Несмотря на большие кисти рук, Аттила выглядел так, словно мог без труда отрывать крылья мухам и ноги паукам.

– Дайте-ка я кое-что посчитаю, – сказал он. – Я сегодня на работе услышал одну маленькую новость. Про неудачно закончившуюся операцию по спасению заблудшего скалолаза. Так вот, я знаю, чем вы занимаетесь. Я знаю, что вы не окна моете. Так что, если вы сегодня утром висели на высоте двести шестьдесят футов и это для вас было обычное дело, я заключаю, что вы присутствовали на месте происшествия. Это ведь были вы, да? Это вы пытались спасти того парня, когда он упал. Или спрыгнул.

Таннер слушал, и внутри у него начинало холодеть. Ему казалось, что все вот-вот полетит к чертям, и он не знал, кто будет виноват, если это произойдет.

– Неудачный выдался день, да, – ответил Шон. – А что?

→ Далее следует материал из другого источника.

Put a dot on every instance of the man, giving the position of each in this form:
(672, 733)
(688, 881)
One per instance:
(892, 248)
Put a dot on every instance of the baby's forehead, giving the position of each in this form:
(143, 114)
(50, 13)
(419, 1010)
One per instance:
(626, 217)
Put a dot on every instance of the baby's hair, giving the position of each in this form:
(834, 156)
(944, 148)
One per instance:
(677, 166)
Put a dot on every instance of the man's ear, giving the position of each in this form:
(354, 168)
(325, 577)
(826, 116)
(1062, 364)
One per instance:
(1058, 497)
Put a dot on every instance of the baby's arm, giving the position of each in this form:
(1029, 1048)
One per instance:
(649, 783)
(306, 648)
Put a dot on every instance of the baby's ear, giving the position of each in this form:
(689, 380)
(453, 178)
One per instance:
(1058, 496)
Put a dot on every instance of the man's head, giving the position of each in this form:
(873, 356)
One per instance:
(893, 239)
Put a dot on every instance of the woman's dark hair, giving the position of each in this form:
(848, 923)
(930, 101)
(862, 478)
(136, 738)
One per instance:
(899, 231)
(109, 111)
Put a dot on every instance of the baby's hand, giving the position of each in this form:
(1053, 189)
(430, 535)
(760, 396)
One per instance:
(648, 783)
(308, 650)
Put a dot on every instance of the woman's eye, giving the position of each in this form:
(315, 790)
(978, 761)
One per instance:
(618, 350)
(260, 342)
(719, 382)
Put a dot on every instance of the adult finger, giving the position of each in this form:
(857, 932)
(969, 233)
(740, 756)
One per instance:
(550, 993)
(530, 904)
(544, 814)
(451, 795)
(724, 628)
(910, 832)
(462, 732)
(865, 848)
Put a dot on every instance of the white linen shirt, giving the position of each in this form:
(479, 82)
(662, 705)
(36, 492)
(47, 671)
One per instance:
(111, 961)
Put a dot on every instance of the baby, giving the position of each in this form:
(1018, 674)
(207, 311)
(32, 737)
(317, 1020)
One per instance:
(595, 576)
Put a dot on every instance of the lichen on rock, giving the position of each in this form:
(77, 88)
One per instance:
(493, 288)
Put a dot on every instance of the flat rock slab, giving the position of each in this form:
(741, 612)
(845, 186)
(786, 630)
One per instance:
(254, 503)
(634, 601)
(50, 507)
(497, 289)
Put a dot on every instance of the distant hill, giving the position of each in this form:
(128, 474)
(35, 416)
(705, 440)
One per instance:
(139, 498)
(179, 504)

– Мне просто любопытно. Большинство людей, когда забираются на высоту и видят перед собой пропасть, слышат этакий тихий голосок, убеждающий их прыгнуть. «Ну давай, сделай последний шаг». Они редко подчиняются, но голос слышат. А вот вы двое – у вас особое положение. Вы отвечаете за тех, кто там застревает. И вот что мне интересно. Бывает ли так, что вы заходите человеку за спину и, прежде чем привязать его, или что вы там делаете… слышите, как этот голосок предлагает вам его столкнуть? «Этот болван слишком туп, чтобы жить, будет лучше, если я…»

Аттила медленно изобразил, как сталкивает кого-то и наблюдает за падением.

– Или перерезать его веревку. Вы начинаете его вытягивать, а потом вас одолевают сомнения.

Он взмахнул воображаемым ножом; движения его становились все более резкими.

– Или перерезать свою веревку. Вам когда-нибудь этого хотелось? То же самое, что сделать тот последний шажок, только у тебя есть чуть больше времени, чтобы над этим поразмыслить. Можно увидеть, как лопаются волокна веревки. Можно задуматься, когда она перестанет тебя выдерживать. Как, должно быть, медленно при этом тянется время.

Таннер не знал, как реагировать на его слова. Он взглянул на Шона, который, судя по всему, тоже плохо себе это представлял. Неужели они должны стоять здесь и выслушивать его? Может, и да. Если развернуться и уйти, они будут выглядеть… побежденными.

– Ваше молчание говорит «нет», но ваши глаза отвечают мне «да». Это нормально. У всех нас бывают порывы стереть ошибки. – Аттила по очереди осмотрел их и сосредоточился на Таннере. – Так почему ты этого не сделаешь? Ты, из всех людей? У тебя ведь есть весомые причины. Я знаю, что тебя ждет дома.

«Нет, – подумал Таннер. – Не смей. Ты не осмелишься это сказать. Никто не осмелится это сказать».

– Малышу хоть диагноз-то поставили? И имеет ли это хоть какое-то значение? Диагноз ничего не исправит. Никого не снимет с крючка. Ты все равно будешь думать: «Черт возьми, кто-то серьезно засрал мальчишке ДНК. Надеюсь, это был не я».

Он и правда это слышал. Он наблюдал за тем, как слушает это.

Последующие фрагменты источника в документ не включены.